AINETUS has joined LF Energy as open-source grid operation software. The AI-assisted system uses supervised learning, reinforcement learning, and human-in-the-loop workflows for transmission grid operations.


IN Brief:

  • AINETUS has moved into the LF Energy open-source ecosystem for wider grid-sector use.
  • The tool supports AI-assisted power grid operation through visualisation, recommendations, and operator-in-the-loop workflows.
  • The software was developed within AI4REALNET, which applies AI to electricity, railway, and air traffic network operations.

The AI4REALNET project’s AINETUS grid operation assistant has been made available as an open-source solution through LF Energy, creating a shared software route for AI-assisted electricity network operation.

AINETUS has been developed to support decision-making in power grid operations by combining AI components with operator-facing interfaces and visualisation tools. The system helps operators assess grid conditions and AI-generated recommendations in real time while keeping human supervision within safety-critical workflows.

Moving the software into LF Energy gives it a governance and maintenance structure beyond the current research programme. Open-source hosting also gives grid operators, research institutions, and technology developers a route to inspect, adapt, and contribute to the software rather than relying solely on closed proprietary development. AI4REALNET is scheduled to conclude in March 2027, making long-term stewardship part of the deployment pathway.

The electricity network use cases behind AINETUS focus on transmission grid operation. One use case uses SCADA data and energy management system tools to identify and manage congestion. Another addresses the transfer of AI assistance from simulation into real-world operation, including alerts to the operator when data limitations prevent full autonomy.

Its technical approach draws on supervised learning, reinforcement learning, human-in-the-loop decision-making, and autonomous AI systems operating under human supervision. That blend reflects the safety-critical nature of power network operation. Grid control cannot be treated as a conventional automation exercise; recommendations have to be bounded, explainable, and visible to the operators responsible for real-time decisions.

Electricity networks are becoming harder to operate as generation, demand, and flexibility become more distributed.

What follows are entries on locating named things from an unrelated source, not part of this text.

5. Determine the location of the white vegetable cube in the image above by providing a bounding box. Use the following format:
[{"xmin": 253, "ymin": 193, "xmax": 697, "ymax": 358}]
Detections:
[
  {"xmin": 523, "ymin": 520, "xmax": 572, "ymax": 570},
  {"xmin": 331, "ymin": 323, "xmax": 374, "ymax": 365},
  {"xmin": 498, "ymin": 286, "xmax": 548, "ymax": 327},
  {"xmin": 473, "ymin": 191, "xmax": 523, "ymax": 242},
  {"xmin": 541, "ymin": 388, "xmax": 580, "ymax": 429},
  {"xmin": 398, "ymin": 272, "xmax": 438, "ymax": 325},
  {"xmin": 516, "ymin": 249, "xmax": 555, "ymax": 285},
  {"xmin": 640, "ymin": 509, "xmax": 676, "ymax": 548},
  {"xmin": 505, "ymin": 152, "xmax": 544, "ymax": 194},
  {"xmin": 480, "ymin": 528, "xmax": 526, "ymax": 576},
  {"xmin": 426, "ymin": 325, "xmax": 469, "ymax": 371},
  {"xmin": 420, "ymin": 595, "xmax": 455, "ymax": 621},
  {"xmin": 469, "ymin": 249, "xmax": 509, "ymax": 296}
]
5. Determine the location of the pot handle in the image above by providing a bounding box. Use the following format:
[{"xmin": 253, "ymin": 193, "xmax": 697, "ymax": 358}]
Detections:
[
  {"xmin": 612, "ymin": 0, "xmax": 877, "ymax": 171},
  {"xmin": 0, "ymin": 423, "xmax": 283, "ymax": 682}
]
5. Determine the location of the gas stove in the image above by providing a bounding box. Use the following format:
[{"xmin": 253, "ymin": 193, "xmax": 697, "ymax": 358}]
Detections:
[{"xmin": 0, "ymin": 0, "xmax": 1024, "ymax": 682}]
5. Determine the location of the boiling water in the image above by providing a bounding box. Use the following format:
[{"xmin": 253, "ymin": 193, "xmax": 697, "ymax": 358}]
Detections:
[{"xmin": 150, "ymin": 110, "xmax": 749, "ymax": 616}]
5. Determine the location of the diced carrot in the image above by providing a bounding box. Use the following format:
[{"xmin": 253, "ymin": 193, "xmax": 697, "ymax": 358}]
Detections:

Solar, wind, batteries, EV charging, heat pumps, interconnectors, and large flexible loads can all alter system conditions. Transmission and distribution operators need more advanced tools to interpret changing power flows, manage constraints, and maintain system stability without relying only on manual analysis or static planning assumptions.

AI tools are entering that environment with a narrow but useful role. Their strongest application is not the replacement of control-room personnel, but the acceleration of system-state analysis, constraint identification, and operational response testing. Poor data quality, model opacity, and recommendations that work in simulation but fail in abnormal conditions remain practical barriers to deployment.

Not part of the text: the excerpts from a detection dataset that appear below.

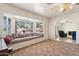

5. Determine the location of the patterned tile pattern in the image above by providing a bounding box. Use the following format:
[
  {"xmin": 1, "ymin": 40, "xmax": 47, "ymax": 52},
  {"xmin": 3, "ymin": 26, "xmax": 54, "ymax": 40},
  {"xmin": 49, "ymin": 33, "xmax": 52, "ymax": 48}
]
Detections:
[{"xmin": 13, "ymin": 40, "xmax": 79, "ymax": 56}]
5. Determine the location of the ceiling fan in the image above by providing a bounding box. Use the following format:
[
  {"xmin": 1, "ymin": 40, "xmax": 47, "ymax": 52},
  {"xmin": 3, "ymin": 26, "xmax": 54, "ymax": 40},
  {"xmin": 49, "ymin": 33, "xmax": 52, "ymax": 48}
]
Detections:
[{"xmin": 47, "ymin": 3, "xmax": 79, "ymax": 12}]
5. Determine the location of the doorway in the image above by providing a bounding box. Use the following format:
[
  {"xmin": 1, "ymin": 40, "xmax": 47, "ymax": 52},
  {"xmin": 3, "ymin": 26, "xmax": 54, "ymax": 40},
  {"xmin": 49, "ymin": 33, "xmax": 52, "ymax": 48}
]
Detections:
[{"xmin": 55, "ymin": 19, "xmax": 77, "ymax": 43}]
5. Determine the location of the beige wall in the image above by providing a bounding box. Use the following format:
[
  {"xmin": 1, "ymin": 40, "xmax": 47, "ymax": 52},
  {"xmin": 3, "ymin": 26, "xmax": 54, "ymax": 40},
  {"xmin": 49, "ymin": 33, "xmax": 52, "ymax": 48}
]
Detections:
[
  {"xmin": 0, "ymin": 4, "xmax": 48, "ymax": 39},
  {"xmin": 49, "ymin": 12, "xmax": 79, "ymax": 43}
]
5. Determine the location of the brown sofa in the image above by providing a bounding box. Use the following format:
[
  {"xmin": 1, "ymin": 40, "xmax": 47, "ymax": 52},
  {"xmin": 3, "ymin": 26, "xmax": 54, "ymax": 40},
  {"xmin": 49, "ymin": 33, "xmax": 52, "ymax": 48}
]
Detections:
[{"xmin": 4, "ymin": 32, "xmax": 44, "ymax": 45}]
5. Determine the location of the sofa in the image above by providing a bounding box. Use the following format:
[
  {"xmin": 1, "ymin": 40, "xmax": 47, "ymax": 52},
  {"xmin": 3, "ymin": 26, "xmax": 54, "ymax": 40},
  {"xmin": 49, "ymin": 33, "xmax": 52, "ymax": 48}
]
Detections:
[{"xmin": 4, "ymin": 32, "xmax": 44, "ymax": 50}]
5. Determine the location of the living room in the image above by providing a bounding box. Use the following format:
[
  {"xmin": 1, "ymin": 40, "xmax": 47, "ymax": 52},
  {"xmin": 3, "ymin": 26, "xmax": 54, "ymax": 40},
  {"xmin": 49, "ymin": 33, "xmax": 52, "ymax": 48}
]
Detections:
[{"xmin": 0, "ymin": 3, "xmax": 79, "ymax": 56}]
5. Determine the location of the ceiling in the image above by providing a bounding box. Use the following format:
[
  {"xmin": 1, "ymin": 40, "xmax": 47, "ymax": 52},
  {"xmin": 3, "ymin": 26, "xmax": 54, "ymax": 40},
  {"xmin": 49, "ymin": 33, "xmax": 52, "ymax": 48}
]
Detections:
[{"xmin": 11, "ymin": 3, "xmax": 79, "ymax": 17}]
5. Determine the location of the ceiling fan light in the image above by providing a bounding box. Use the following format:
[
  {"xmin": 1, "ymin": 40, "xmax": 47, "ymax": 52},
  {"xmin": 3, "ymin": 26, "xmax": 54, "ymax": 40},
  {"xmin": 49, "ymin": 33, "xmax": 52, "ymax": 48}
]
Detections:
[{"xmin": 60, "ymin": 8, "xmax": 64, "ymax": 12}]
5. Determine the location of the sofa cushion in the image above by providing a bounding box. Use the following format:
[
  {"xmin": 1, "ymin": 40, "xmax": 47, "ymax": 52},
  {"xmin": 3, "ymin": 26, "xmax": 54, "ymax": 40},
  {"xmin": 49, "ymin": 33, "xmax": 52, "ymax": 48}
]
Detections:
[{"xmin": 4, "ymin": 35, "xmax": 13, "ymax": 43}]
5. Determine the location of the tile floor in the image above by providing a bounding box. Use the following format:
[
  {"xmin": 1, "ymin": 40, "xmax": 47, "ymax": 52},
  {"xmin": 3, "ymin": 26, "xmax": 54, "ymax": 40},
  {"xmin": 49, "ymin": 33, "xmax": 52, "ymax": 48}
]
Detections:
[{"xmin": 13, "ymin": 40, "xmax": 79, "ymax": 56}]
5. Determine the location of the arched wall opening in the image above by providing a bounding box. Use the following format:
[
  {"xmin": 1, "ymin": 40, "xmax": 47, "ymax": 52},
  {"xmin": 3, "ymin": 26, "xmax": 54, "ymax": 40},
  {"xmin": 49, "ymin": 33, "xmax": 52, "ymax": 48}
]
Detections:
[{"xmin": 55, "ymin": 19, "xmax": 78, "ymax": 43}]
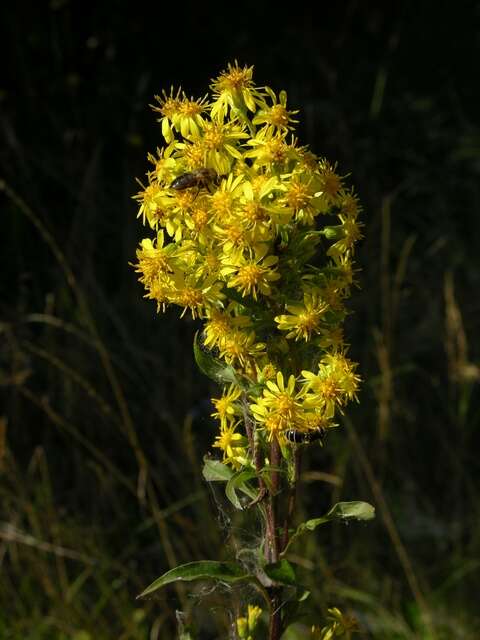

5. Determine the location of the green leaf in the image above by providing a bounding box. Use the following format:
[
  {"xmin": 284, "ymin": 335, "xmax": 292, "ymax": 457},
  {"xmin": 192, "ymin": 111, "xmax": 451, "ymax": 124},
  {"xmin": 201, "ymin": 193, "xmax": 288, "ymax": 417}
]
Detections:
[
  {"xmin": 137, "ymin": 560, "xmax": 251, "ymax": 598},
  {"xmin": 263, "ymin": 560, "xmax": 297, "ymax": 587},
  {"xmin": 193, "ymin": 331, "xmax": 240, "ymax": 385},
  {"xmin": 225, "ymin": 469, "xmax": 257, "ymax": 509},
  {"xmin": 280, "ymin": 500, "xmax": 375, "ymax": 555},
  {"xmin": 202, "ymin": 456, "xmax": 234, "ymax": 482},
  {"xmin": 325, "ymin": 500, "xmax": 375, "ymax": 520}
]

AINETUS addresses part of that challenge by keeping human oversight within the workflow and flagging cases where data limitations restrict autonomy. That approach gives AI a supporting role inside power system operation rather than treating it as a standalone control authority.

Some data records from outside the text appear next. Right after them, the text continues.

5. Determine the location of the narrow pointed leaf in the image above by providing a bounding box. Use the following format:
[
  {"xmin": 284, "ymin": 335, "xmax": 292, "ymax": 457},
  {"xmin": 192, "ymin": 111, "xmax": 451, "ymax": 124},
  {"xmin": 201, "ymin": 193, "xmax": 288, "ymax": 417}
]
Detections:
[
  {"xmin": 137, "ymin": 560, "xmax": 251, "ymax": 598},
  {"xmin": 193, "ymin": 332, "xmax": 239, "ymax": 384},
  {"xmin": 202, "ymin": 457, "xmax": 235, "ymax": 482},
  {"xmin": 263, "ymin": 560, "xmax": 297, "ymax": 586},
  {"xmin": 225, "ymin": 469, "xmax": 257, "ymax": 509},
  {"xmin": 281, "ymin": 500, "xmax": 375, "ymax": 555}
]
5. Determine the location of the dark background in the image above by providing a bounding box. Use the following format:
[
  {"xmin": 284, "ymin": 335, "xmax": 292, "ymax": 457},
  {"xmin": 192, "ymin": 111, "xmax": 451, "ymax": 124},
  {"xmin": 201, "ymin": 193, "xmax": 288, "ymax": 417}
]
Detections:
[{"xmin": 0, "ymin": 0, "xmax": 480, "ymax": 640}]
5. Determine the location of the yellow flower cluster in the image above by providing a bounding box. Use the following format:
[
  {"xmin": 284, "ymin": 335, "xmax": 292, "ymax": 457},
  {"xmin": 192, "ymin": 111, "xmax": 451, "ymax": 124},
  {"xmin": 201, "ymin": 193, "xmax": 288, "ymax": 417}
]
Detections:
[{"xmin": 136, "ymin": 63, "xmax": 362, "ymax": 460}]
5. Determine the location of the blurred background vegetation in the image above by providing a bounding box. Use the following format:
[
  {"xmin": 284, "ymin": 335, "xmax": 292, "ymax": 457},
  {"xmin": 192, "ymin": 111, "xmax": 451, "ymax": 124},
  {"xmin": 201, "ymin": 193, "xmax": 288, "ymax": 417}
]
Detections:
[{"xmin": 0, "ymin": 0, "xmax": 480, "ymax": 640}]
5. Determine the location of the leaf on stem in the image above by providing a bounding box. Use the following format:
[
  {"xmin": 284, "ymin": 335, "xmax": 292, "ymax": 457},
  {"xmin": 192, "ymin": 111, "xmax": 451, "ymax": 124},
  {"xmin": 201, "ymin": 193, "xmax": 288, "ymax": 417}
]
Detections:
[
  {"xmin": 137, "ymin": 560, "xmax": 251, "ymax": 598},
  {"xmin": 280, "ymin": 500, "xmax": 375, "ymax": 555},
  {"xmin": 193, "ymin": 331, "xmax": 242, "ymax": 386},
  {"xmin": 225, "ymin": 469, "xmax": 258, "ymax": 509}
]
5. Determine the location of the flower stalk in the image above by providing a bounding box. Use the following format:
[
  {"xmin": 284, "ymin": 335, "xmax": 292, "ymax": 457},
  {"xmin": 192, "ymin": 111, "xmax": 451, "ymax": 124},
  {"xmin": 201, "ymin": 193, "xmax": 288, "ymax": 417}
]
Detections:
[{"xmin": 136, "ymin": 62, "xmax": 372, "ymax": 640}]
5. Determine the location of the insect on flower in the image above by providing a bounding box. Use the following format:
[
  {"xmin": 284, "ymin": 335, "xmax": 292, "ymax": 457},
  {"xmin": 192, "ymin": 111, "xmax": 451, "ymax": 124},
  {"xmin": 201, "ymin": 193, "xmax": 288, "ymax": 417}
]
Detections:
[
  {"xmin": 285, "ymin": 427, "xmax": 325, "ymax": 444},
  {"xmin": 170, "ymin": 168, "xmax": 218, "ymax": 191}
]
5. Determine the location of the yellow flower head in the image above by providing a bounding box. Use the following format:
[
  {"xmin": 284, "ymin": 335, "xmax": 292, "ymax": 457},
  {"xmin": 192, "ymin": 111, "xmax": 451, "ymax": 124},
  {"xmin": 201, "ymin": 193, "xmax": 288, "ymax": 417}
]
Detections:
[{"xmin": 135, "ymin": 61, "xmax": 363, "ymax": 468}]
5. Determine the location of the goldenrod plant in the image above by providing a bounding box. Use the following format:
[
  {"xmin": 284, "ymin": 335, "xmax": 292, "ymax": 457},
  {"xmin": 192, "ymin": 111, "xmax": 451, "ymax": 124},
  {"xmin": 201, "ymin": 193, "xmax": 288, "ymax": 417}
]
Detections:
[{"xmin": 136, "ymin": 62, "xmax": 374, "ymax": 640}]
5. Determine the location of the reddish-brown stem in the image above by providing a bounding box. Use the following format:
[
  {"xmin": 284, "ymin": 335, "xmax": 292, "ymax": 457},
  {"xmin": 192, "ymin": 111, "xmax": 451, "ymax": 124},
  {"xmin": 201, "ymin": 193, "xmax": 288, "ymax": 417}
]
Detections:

The open-source route also changes the economics of digital grid operation. Proprietary tools will remain central to many control systems, but shared frameworks can reduce duplication, support technical scrutiny, and improve interoperability between research outputs and operational software. Open-source models have already been used across grid simulation, data exchange, and digital substation work; AI-assisted operation is a natural extension where cyber security, assurance, and governance are strong enough.

Other parts of the grid digitalisation stack are moving in the same direction. National Grid’s dynamic line rating rollout uses real-time sensor data to increase transmission capacity, while UK Power Networks’ Future Fleet project models the local network impact of electric HGV charging. Both developments point to a power system increasingly dependent on data quality, simulation, forecasting, and operational intelligence.

AINETUS adds a control-room layer to that shift. As grids become more constrained and more dynamic, software used to interpret system conditions will become as important as the physical infrastructure used to move power. The open-source release gives the industry a practical testbed for AI-assisted operation, with validation, cyber assurance, operator acceptance, and integration into live control environments now setting the pace of adoption.